WANDERLUST (David Wain, 2012)

When unemployed George and Linda (Paul Rudd and Jennifer Aniston) go broke in WANDERLUST, they pack up their things and leave Manhattan with the intention of getting a helping hand in Atlanta from his rich but miserable brother Rick and sister-in-law Marissa (Ken Marino and Michaela Watkins).  Worn down after a long day’s drive, they decide to make an overnight stop at the next closest place rather than push on to their destination.

The GPS directs them to Elysium, which sounds like a charming bed and breakfast but turns out to be a rural Georgia commune.  Although they’re reluctant at first to stay, they enjoy a restful night spent with the friendly hippies who live there.  George and Linda continue on to Rick and Marissa’s but soon bail on the thought of living with them until they get back on their feet.  Rick lords his generosity over them, and George can’t stand the thought of slaving away at his sibling’s port-a-john rental company day in and day out.

So it’s back to Elysium for the frazzled couple.  They commit to trying out the alternative lifestyle for two weeks before deciding what comes next.  Linda gradually adapts to the carefree ways of the farm while George finds it all a bit absurd and holds out hope of a job back in New York City coming through.
Considering that a significant part of WANDERLUST’s comedy is rooted in laughing at hippy-dippy conduct well past its cultural expiration date, the commune scenes are an inconsistent source of humor.  The gentle mocking of outdated awareness and hopelessly idealized philosophical viewpoints lands softly when successful, perhaps because WANDERLUST is hitting easy targets.  For instance, Justin Theroux’s Seth, who passes for an alpha male in the leaderless community, never seems quite deluded enough for him to be the foolish caricature he’s meant to be.

The scenes in regular society tend to produce the biggest laughs.  George and Linda’s two scenes with a real estate agent played by Linda Lavin highlight the ridiculous contortions in which contemporary life can bend things.  The couple’s indecisiveness over whether they’re prepared to commit to purchasing a place hits the modern and urban sense of uncertainty.  The parrying over how to describe the home in question--is it a micro-loft or a studio apartment?--strikes at how branding and rebranding keep definitions slippery for those who need to know what they might acquire.  It’s easy to understand how losing the illusions of high pressure civilization might appeal to a couple burned by it.

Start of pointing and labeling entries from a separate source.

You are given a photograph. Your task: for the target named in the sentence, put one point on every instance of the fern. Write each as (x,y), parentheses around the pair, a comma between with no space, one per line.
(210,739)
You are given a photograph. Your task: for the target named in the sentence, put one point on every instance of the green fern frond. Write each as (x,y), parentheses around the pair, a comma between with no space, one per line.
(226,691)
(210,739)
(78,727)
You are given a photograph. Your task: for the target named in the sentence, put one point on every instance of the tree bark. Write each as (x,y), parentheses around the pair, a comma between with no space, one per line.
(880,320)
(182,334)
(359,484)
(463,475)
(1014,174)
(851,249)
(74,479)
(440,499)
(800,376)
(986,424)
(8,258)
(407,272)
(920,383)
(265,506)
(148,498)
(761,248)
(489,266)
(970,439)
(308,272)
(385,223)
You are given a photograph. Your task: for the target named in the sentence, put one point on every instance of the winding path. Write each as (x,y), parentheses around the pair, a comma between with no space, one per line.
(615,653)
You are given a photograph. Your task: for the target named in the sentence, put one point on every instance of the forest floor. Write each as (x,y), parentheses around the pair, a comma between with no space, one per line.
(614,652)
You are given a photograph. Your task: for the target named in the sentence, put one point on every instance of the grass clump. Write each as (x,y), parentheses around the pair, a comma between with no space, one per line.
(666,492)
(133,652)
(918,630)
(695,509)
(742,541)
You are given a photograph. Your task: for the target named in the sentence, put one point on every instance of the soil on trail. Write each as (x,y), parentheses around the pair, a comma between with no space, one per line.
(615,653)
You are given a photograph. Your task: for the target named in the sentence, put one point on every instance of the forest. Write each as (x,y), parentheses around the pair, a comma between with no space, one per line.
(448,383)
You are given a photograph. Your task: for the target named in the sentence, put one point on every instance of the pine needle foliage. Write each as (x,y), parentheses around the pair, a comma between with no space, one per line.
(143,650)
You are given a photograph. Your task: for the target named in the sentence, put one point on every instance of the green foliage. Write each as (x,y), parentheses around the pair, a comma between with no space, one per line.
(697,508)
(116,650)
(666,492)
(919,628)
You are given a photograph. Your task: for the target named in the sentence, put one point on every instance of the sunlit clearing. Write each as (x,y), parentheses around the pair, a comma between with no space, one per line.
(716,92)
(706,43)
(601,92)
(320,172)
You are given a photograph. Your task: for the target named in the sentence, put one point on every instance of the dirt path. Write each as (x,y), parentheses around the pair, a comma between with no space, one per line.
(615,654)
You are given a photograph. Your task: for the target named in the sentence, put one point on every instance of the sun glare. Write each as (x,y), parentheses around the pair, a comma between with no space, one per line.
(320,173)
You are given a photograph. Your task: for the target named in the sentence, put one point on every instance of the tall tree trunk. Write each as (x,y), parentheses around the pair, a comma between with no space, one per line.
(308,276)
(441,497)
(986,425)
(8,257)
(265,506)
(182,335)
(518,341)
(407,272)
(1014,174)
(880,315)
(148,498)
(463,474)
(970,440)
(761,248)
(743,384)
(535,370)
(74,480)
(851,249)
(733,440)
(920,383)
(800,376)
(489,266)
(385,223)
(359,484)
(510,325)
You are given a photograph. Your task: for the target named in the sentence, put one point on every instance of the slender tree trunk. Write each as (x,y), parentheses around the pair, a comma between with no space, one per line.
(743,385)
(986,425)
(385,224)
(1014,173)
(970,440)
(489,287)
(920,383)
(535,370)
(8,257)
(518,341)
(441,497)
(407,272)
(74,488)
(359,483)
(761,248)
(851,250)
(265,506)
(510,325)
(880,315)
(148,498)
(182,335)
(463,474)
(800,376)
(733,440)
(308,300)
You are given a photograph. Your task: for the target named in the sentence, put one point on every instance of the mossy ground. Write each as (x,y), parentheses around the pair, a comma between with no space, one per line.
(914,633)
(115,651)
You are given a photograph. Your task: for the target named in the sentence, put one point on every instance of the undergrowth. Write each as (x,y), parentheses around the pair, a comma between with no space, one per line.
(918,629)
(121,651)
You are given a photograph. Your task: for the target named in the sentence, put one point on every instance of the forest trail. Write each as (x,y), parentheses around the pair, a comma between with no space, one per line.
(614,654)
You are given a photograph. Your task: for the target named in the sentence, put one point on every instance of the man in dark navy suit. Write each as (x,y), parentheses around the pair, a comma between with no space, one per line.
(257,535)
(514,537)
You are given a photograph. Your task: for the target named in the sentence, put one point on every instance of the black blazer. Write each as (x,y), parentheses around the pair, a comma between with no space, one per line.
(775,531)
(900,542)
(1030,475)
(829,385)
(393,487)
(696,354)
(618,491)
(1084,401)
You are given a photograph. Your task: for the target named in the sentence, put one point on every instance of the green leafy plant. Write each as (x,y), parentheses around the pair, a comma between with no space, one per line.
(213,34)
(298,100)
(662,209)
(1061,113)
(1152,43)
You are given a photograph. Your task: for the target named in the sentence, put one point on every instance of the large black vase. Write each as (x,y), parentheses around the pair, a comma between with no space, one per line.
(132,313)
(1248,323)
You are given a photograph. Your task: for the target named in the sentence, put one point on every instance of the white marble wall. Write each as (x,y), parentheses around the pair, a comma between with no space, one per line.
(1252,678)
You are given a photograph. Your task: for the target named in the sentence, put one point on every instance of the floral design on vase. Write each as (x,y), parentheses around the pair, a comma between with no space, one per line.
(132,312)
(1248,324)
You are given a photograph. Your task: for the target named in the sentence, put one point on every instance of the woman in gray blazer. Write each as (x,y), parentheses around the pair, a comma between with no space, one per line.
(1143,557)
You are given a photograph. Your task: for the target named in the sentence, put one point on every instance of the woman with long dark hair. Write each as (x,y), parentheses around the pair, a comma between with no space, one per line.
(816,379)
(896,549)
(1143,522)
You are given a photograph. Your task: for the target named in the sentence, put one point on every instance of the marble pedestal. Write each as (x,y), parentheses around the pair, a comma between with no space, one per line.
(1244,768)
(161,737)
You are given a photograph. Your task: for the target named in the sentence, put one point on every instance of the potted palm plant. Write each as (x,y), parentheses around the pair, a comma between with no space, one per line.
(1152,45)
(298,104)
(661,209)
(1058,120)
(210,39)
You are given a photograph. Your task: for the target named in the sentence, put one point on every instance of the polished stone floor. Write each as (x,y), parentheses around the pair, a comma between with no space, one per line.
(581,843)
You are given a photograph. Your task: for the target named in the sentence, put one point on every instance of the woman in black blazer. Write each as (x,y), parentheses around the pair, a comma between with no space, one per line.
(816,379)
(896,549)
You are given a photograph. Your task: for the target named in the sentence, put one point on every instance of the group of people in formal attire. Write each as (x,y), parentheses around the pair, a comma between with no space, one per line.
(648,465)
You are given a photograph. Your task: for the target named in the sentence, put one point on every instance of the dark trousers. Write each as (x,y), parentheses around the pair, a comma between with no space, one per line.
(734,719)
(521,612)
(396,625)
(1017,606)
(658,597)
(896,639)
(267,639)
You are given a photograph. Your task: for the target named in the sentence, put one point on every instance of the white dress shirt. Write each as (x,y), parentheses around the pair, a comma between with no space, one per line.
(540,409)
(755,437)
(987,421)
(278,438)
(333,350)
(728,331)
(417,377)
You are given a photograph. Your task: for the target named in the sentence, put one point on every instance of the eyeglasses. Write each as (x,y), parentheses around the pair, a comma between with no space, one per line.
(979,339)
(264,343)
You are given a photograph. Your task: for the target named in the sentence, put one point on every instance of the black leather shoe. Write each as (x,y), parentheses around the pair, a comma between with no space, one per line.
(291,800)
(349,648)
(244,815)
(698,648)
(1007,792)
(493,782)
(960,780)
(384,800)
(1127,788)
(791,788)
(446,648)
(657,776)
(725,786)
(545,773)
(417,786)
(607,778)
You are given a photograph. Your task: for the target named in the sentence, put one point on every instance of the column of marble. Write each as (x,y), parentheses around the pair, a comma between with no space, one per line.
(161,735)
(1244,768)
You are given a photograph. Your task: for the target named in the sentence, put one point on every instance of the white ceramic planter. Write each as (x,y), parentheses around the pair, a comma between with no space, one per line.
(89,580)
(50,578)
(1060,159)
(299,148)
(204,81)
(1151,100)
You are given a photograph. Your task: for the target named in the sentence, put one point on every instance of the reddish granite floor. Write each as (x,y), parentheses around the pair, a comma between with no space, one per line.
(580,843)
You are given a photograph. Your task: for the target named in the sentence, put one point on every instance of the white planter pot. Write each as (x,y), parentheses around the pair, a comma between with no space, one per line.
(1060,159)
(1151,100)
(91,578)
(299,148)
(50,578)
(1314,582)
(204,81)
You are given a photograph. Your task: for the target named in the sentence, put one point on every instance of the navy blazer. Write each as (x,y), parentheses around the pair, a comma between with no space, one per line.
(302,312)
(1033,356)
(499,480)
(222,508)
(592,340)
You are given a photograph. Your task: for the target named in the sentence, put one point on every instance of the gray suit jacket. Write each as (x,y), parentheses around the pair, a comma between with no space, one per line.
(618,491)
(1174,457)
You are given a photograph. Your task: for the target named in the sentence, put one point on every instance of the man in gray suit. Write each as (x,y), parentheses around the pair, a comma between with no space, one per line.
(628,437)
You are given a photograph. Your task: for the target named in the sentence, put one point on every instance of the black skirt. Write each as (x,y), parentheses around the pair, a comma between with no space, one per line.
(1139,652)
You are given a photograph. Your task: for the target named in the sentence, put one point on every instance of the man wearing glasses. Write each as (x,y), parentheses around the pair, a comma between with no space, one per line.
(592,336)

Rudd has become something of a comedic MVP.  While his finest work isn’t in WANDERLUST, he’s still very amusing in the ways in which he wrestles with George’s choices and twists in agony over the nonsense and temptations around him. Aniston, who often comes across a smidgen or two too uptight in her recent films, takes to her character’s awakening to laissez faire living with gusto.

Written and directed by and featuring several members of the sketch comedy troupe The State, WANDERLUST has a freewheeling, improvisational aesthetic that doles out enough solid jokes, even if it does so erratically.  Enough jokes connect from scene to scene to make this a mostly worthwhile comedy even if feels like less than the sum of its best lines and reactions.